2. To culture TS cells on tissue culture plastic:
    
   
   1. Prepare 70cond medium by adding 3 ml of TS medium to 7 ml of feeder-CM.
       
      
   2. Prepare 70cond + F4H medium by adding 10 µl of 1000X FGF4 (final concentration 25 ng/ml) and 10 µl of 1000X heparin (final concentration 1 µg/ml) to 10 ml of 70cond medium.
       
      
   3. Culture the TS cells in 70cond + F4H medium. TS cells grow well on standard tissue culture dishes without MEF if the medium is supplemented with feeder-CM. The dishes do not need to be gelatin coated.
       
      
   4. Feed and passage the cells as described in Step 1.iii and 1.iv.
       
      When switching from MEF to feeder-CM, it may be desirable to remove the MEF immediately. The different adherence rates of MEF (fast) and TS cells (slow) can be used to obtain a pure TS cell population. Passage the cells to a new plate and incubate the culture for 1 hour at 37°C/5% CO₂. Remove the supernatant and plate onto another dish. This population of cells should consist almost entirely of TS cells.
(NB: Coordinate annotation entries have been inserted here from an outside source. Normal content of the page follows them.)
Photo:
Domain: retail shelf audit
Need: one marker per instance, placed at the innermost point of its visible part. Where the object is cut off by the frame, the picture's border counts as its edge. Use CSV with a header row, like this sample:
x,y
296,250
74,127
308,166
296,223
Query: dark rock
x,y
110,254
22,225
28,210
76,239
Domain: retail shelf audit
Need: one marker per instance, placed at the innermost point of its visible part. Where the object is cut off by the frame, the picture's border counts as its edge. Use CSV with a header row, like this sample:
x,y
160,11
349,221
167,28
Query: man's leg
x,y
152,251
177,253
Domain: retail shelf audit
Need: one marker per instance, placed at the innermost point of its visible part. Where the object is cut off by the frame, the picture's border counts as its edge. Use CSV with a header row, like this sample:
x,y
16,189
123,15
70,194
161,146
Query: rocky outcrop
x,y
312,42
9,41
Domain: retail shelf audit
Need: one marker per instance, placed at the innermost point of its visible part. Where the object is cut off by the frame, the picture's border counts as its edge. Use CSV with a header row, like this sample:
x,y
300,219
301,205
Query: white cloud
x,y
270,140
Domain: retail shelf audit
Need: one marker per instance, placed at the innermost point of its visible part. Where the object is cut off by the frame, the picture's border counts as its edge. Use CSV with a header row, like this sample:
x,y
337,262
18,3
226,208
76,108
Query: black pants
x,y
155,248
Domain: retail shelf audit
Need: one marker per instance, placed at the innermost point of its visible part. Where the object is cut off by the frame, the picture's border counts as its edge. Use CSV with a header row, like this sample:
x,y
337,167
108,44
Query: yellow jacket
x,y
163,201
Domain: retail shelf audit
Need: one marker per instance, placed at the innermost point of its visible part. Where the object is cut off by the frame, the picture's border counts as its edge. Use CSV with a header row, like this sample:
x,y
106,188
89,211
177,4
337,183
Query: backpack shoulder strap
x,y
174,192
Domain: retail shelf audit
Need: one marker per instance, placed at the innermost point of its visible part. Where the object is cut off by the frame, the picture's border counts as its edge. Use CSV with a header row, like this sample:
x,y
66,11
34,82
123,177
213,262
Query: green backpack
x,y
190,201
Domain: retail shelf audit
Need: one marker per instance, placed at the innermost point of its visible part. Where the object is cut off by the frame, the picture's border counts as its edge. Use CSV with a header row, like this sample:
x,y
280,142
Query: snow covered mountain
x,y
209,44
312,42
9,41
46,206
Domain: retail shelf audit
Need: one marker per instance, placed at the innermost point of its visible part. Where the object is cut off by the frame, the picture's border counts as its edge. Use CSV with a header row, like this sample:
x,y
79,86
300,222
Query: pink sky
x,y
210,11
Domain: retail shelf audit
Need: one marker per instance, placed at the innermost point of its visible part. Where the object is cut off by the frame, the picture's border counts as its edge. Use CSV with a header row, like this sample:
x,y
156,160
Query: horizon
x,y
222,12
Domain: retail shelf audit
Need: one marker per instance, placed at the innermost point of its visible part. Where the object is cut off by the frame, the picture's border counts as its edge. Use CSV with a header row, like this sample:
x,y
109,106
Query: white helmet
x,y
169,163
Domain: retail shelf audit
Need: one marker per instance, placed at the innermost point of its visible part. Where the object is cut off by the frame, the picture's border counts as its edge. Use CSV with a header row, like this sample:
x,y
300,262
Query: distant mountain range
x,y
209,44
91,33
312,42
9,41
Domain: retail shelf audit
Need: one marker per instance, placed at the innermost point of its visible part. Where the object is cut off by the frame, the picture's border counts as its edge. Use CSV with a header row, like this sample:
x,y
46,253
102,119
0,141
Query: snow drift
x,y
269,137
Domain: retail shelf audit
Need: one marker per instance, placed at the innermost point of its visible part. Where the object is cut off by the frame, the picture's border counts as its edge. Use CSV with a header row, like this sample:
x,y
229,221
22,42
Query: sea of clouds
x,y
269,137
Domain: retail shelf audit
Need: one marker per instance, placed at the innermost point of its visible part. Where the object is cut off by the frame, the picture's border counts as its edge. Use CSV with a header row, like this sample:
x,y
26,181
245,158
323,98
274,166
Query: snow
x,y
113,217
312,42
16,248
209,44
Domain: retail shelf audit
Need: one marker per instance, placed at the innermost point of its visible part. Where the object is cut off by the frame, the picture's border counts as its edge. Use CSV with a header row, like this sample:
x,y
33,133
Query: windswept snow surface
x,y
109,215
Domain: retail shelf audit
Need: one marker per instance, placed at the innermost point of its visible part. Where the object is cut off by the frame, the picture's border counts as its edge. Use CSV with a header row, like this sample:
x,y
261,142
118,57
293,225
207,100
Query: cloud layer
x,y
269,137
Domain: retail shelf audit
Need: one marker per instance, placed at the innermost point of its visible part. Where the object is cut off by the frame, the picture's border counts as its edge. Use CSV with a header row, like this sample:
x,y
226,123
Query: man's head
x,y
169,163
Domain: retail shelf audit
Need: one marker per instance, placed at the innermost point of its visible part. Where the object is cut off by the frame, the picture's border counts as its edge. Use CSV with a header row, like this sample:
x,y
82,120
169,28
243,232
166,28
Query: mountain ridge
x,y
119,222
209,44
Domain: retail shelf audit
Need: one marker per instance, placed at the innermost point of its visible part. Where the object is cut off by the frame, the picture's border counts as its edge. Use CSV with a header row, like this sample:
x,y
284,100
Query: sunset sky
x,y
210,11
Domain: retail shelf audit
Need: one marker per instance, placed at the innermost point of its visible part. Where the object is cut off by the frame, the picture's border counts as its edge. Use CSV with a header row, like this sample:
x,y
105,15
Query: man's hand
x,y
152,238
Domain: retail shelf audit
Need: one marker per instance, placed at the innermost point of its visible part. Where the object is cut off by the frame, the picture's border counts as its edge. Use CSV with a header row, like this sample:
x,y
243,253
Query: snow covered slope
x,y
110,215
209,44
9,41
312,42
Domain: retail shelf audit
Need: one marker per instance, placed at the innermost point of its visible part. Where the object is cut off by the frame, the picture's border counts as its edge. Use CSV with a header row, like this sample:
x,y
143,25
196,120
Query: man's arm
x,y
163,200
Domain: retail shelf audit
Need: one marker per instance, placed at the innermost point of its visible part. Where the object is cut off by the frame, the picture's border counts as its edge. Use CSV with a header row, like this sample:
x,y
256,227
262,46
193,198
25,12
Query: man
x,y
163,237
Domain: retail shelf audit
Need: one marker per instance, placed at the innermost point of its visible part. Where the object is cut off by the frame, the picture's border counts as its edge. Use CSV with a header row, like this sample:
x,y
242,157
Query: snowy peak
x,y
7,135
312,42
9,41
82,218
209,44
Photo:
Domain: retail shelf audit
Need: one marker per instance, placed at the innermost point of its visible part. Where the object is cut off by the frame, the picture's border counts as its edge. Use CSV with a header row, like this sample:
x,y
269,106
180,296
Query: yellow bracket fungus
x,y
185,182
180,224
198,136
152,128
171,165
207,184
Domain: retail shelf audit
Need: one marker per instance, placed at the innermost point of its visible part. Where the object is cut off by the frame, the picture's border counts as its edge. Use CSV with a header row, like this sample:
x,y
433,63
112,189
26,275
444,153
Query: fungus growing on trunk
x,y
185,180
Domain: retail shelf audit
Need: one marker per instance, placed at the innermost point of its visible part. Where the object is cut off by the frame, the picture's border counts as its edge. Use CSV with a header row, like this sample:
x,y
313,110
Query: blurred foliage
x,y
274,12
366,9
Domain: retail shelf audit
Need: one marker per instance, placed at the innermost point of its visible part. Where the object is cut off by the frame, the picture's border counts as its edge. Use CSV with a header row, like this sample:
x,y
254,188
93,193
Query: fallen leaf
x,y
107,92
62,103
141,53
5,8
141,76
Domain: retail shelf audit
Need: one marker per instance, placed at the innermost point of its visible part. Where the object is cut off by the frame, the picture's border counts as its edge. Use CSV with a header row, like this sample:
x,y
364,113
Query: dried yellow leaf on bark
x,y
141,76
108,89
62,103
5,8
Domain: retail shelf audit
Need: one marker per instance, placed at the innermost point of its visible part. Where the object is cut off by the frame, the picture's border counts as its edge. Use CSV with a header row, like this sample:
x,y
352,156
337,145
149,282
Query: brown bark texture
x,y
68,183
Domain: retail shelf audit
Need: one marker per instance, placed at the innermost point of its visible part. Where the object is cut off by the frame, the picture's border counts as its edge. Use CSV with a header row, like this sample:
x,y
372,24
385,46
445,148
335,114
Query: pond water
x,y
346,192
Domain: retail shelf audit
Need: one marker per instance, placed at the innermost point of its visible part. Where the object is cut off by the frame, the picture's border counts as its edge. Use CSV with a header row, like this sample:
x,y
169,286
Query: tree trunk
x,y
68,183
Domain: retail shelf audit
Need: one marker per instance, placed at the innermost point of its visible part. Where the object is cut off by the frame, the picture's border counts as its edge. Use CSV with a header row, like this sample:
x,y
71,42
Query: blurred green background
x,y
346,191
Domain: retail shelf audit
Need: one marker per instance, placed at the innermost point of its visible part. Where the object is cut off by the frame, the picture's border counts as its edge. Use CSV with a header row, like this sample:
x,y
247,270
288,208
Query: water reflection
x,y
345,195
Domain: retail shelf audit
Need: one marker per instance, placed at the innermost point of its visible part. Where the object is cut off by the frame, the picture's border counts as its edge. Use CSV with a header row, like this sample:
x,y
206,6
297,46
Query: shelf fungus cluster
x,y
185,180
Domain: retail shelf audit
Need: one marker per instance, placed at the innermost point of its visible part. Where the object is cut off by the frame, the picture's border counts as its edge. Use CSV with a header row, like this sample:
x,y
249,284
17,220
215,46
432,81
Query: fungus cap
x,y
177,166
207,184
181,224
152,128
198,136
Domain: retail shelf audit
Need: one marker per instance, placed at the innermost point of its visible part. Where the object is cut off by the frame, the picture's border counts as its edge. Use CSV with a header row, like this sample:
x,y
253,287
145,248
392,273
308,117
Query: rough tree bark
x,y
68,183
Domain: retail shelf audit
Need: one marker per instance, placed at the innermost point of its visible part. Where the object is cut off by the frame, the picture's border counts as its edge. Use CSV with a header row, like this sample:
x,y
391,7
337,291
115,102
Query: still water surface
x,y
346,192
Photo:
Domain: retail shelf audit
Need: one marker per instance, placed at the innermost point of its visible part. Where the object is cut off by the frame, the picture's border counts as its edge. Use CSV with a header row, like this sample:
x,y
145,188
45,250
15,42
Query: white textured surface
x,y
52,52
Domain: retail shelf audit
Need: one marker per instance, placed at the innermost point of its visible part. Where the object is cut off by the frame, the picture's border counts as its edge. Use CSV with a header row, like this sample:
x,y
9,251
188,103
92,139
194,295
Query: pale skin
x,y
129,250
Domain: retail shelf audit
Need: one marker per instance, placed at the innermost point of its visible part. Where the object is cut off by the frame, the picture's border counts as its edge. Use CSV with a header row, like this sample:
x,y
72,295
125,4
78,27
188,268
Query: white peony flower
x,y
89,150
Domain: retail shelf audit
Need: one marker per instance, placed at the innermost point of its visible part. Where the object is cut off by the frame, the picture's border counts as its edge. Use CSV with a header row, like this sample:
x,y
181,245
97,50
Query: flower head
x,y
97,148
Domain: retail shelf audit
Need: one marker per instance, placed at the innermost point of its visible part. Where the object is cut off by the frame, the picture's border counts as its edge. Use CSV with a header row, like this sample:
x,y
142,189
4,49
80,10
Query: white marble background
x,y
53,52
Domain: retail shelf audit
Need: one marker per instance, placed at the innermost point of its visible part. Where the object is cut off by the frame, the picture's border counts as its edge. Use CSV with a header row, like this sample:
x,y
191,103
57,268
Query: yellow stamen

Such differential plating enriches for stem cells at the expense of differentiated trophoblast cells.
       
      
3. TS cells are frozen and thawed using procedures similar to those for ES cells (Freezing and Thawing of Embryonic Stem (ES) Cells Using Cryovials), except that a higher serum content is used. A 2X freezing medium is freshly prepared and kept on ice before being added to the cell suspension in equal volume. It consists of 50% FBS, 20% DMSO, and 30% TS medium (already containing 20% FBS).